Think of the role of the printing press in spreading knowledge. Or that fact that Martin Luther nailed an actual thing to a door. Or many centuries before, the Code of Hammurabi captured this:

  • # 48. If anyone owe a debt for a loan, and a storm prostrates the grain, or the harvest fail, or the grain does not grow for lack of water; in that year he need not give his creditor any grain, he washes his debt-tablet in water and pays no rent for this year.

Hammurabi was a Mesopotamian ruler that—largely because he put things in writing—built a far-flung society four thousand years ago. The Code consisted of 282 laws, and it's the first widespread example of written texts (often on stone) that established codes of behavior. That could have been accomplished via oral tradition, as it was done before he arrived, but this was more efficient, spread more quickly, and avoided much of the confusion that would otherwise have accompanied new policies.

Sadly, he was also a control freak, and so when his age caught up with him, and he no longer was as involved personally, his kingdom fell apart and there was no trace of it within 150 years, even though his son took over the reins.

Your work for clients has a lot of this in it, too:

We often discuss art this way: the artist had something he “wanted to express”, and then he just, you know … expressed it. We buy into some version of the intentional fallacy: the notion that art is about having a clear-cut intention and then confidently executing same.

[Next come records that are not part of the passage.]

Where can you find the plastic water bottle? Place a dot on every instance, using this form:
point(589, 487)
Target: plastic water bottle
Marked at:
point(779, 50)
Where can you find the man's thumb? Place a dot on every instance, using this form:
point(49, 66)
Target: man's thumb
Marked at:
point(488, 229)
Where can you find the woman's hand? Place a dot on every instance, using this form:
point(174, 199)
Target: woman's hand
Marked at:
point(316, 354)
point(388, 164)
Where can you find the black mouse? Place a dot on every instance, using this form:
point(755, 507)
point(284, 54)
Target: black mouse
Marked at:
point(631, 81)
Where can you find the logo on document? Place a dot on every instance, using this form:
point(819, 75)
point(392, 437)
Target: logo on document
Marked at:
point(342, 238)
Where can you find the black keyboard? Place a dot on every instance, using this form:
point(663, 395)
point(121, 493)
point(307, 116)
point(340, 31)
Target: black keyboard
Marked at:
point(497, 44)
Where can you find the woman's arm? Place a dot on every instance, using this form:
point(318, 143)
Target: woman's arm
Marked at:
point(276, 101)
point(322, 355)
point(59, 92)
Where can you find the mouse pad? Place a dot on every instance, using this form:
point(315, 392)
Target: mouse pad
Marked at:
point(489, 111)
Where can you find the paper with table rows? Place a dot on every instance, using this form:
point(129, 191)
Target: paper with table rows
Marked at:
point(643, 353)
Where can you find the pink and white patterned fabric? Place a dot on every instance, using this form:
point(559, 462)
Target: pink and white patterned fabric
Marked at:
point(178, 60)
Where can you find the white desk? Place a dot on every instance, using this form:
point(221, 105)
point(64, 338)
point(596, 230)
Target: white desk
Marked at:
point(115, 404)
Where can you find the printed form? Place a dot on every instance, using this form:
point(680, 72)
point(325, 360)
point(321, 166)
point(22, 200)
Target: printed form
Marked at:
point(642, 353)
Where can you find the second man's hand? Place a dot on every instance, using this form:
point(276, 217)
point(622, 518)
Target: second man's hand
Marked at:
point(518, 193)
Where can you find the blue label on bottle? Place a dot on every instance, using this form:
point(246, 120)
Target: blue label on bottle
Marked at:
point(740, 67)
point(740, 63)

The actual process, in my experience, is much more mysterious and more of a pain in the ass to discuss truthfully.

That's from George Saunders, in a column in The Guardian. He writes a lot about writing, and here's something else I love (from the Braindead Megaphone):

“In a culture that is becoming ever more story-stupid, in which a representative of the Coca-Cola company can, with a straight face, pronounce, as he donates a collection of archival Coca-Cola commercials to the Library of Congress, that 'Coca-Cola has become an integral part of people's lives by helping to tell these stories,' it is perhaps not surprising that people have trouble teaching and receiving a novel as complex and flawed as Huck Finn, but it is even more urgent that we learn to look passionately and technically at stories, if only to protect ourselves from the false and manipulative ones being circulated among us.”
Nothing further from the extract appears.